Jack Kershaw (Letters, April 17) wrote ''I guess we can't sue those responsible, but we certainly don't deserve to pay the huge water prices demanded, and apparently thought reasonable, by the Auditor-General''.

I wish to clarify that the audit did not consider or make any findings or conclusions on the actual prices that have been set for the supply of water and sewerage within the ACT.

Dr Maxine Cooper, ACT Auditor-General

SHINING A LIGHT

Thanks to Robin Eckerman (Letters, April 9) for shining a new light on the light rail proposal. It seems the light has to come from somewhere, maybe some of Minister Simon Corbell's solar power.

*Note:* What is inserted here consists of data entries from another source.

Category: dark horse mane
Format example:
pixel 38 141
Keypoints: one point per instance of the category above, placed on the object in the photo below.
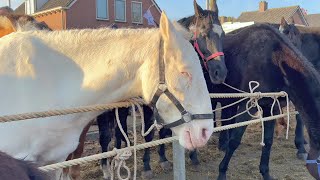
pixel 252 30
pixel 187 21
pixel 309 30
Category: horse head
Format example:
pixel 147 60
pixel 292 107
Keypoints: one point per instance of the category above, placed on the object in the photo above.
pixel 181 98
pixel 11 23
pixel 291 31
pixel 313 162
pixel 208 38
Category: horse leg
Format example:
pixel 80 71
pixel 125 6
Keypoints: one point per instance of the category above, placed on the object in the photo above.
pixel 234 142
pixel 299 140
pixel 106 124
pixel 74 171
pixel 147 172
pixel 164 163
pixel 123 114
pixel 266 149
pixel 225 135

Peter Baskett, Murrumbateman, NSW

CARR'S DISCLOSURES

Surely anyone seeking evidence of Bob Carr's claims about the pervasive influence of the pro-Israel lobby in Australia need look no further after hearing Michael Danby's dishonest and offensive allegation that the former foreign minister is a bigot (''Jewish leaders hit back at Bob Carr'', canberratimes.com.au, April 10).

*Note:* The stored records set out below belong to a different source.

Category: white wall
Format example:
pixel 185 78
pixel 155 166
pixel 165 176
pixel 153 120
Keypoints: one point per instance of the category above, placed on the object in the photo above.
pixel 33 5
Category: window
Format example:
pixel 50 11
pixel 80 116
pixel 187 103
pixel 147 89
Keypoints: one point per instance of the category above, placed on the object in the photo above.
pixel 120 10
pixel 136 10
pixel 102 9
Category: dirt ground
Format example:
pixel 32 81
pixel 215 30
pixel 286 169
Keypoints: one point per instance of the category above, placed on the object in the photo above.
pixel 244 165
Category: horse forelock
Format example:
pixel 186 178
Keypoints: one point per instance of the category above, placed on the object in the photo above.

Talk about a self-inflicted wound.

John Richardson, Wallagoot, NSW

Bob Carr obviously does not support Qantas as it provides pyjamas in business class. Anyway, what is wrong with bringing your own or a tracksuit for sleeping?

Felicity Chivas, Scullin

As Bob Carr frequently pops his head above the parapet, it immediately springs to mind that exquisite acronym for positive self-assessment: FIGJAM !

Greg Simmons, Lyons

Nothing Bob Carr says in his book could change my estimation of him.

David Stephens, Bruce

CRAMPED FOR SPACE

I don't know the population along the 4.52-kilometre Northbourne Avenue, but another 45,000 people along, say, a two-kilometre strip either side would take the population density to more than twice that of Java. Who would think that is desirable?

Ed Highley, Kambah

MONEY NOT ANSWER

How nice that Frank Brennan (Letters April 9) can vindicate George Pell of one of his perfidies. It is important that we know the truth.

And, yes, he is right, money can help to rebuild the lives of the abused, but more is needed. The broken trust, the seemingly ''above the law'' attitude, and lack of compassion need to be addressed as well.